Blackwell is a member of the HistoryMakers, the nation’s largest African-American video oral history archive. More than 400 black leaders are visiting schools in 61 cities across the country as part of the 5th Annual Back-to-School with the HistoryMakers program on Friday.

Blackwell advised students to figure out what they wanted to do in life and work toward that goal. “I attribute my road to success to my mother and father. They insisted that I be independent and that I work,” he said.

Blackwell also talked about soft skills that students need, such as being on time and being willing to work. He told students he would not hire anyone who was not willing to be at work early and willing to stay late, if necessary.
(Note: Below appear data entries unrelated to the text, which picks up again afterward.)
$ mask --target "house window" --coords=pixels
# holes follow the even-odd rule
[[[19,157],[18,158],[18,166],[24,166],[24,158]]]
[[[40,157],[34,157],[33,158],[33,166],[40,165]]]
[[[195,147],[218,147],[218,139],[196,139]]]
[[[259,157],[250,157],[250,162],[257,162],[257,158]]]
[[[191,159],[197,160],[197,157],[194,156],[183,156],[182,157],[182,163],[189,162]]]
Hammond High School football player and senior Santiago Andrade, 17, was impressed with what Blackwell had to say and wasn’t afraid to go up and talk to him about the importance of leadership.

“I wanted him to tell us more about leadership,” Andrade said. “It’s like a prerequisite for success. A lot of kids need to learn how to be a leader. I believe a leader is someone you can look up to who spreads his or her knowledge by teaching others.”

Senior Ebony Faye, 16, asked Blackwell whether he was happy. Faye said not everyone who is successful is happy. “I was curious to know how he felt about that and whether success had brought him happiness,” she said.

Blackwell told students he is very happy. He said he has been married to his wife, Marjilee, for 56 years and has four adult children, all of whom are successful entrepreneurs.